19 of 77,
Again, I have to strongly disagree with your claim that the EU is in worse shape than the US and UK. The UK and US are both suffering from the following effects:
- housing market collapse;
- collapse of the financial sector;
- highest consumer debt in the world.
People in the US and the UK have lived way above their paygrade. The three effects mentioned above are devastating for the UK and US since their economy is consumer driven (far more than any EU country, with the exception of Ireland).
Fact is that the consumers and governments in the EU countries, with the exception of Ireland, have been more austere since WWII and economies are less consumer driven. In the EU, the framework for public sector spending is in place, the public sector forms a significant part of economic activity and governments have cash more easily available to ease the effects of an economic downturn. On top of that, in most EU countries people sit on a significant amount of savings.
In the US the new administration only recently unveiled plans to increase public spending, but the US government is burdened with a record government debt (thanks, W!) and no quick way of generating more cash other than borrowing even more. This will pose a problem, because cash will have to come from outside the US and from countries with a doubtful political agenda. Nobody has money to spend since real estate has effectively halved in value (creating negative equity) and nobody has any savings. The government also needs money to come to the rescue of carmakers who failed to evolve into profitability but will drag their whole economy down when they fail and there is no social security in place worth mentioning. Oh yeah, let's not forget the annual 600 billion dollars of military spending to which they're committed (and that's not even counting the extra cost of the wars in Iraq and Afghanistan).
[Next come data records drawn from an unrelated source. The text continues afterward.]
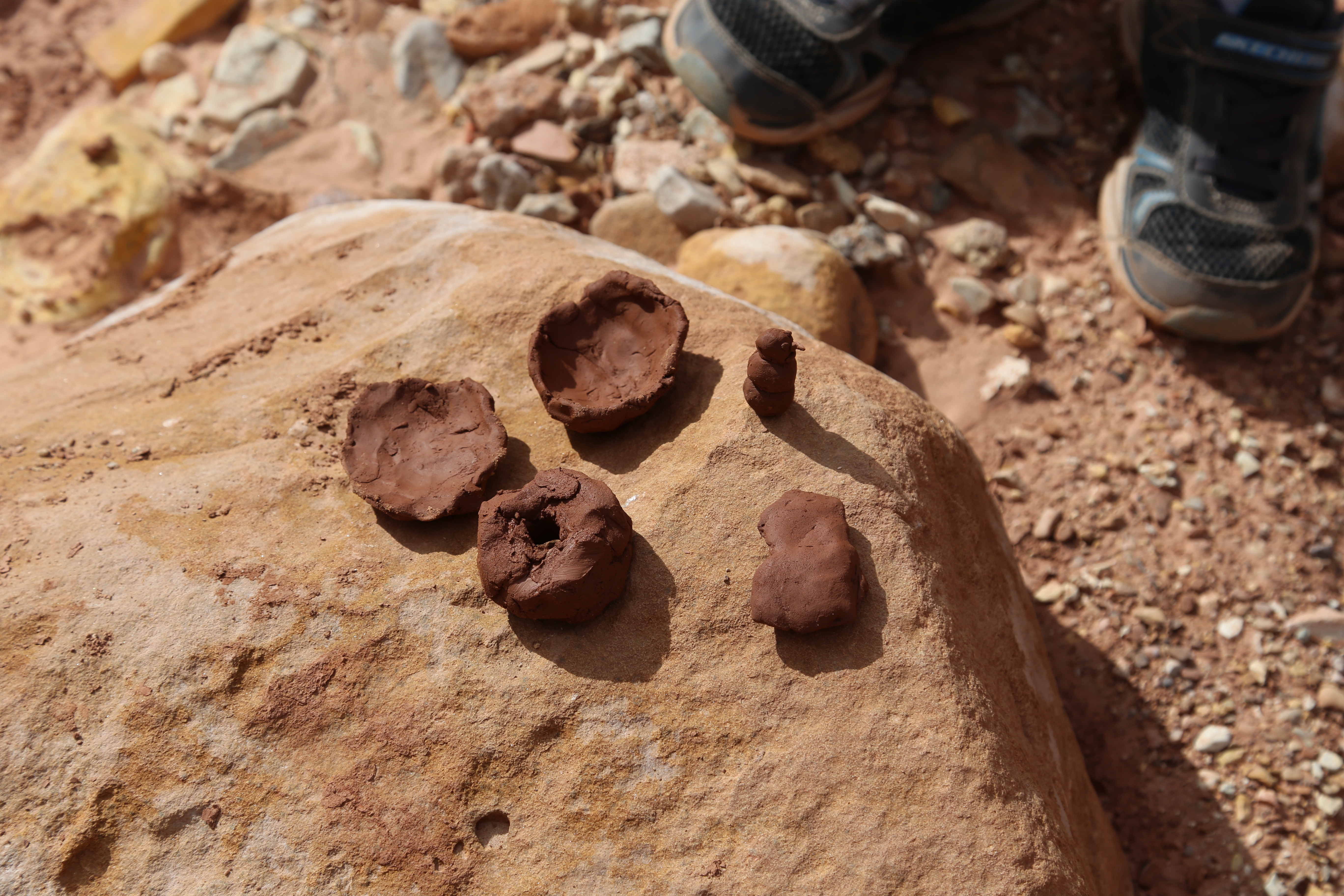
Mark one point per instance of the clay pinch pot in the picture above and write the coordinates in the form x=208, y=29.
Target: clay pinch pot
x=812, y=578
x=558, y=549
x=421, y=450
x=608, y=358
At least the UK's government finances are less desparate, and they don't have to spend money on saving companies that are large enough to drag the whole UK economy down ('cause there aren't any...). Apart from that, they're far more f***ed than the Eurozone.
Yes, the Eurozone faces difficulties. The effects, however, are more spread, eased by a more conservative financial tradition and traditionally European countries have a framework in place to avoid sharp boom-bust cycles while the Anglo-Saxon world does not. Big difference.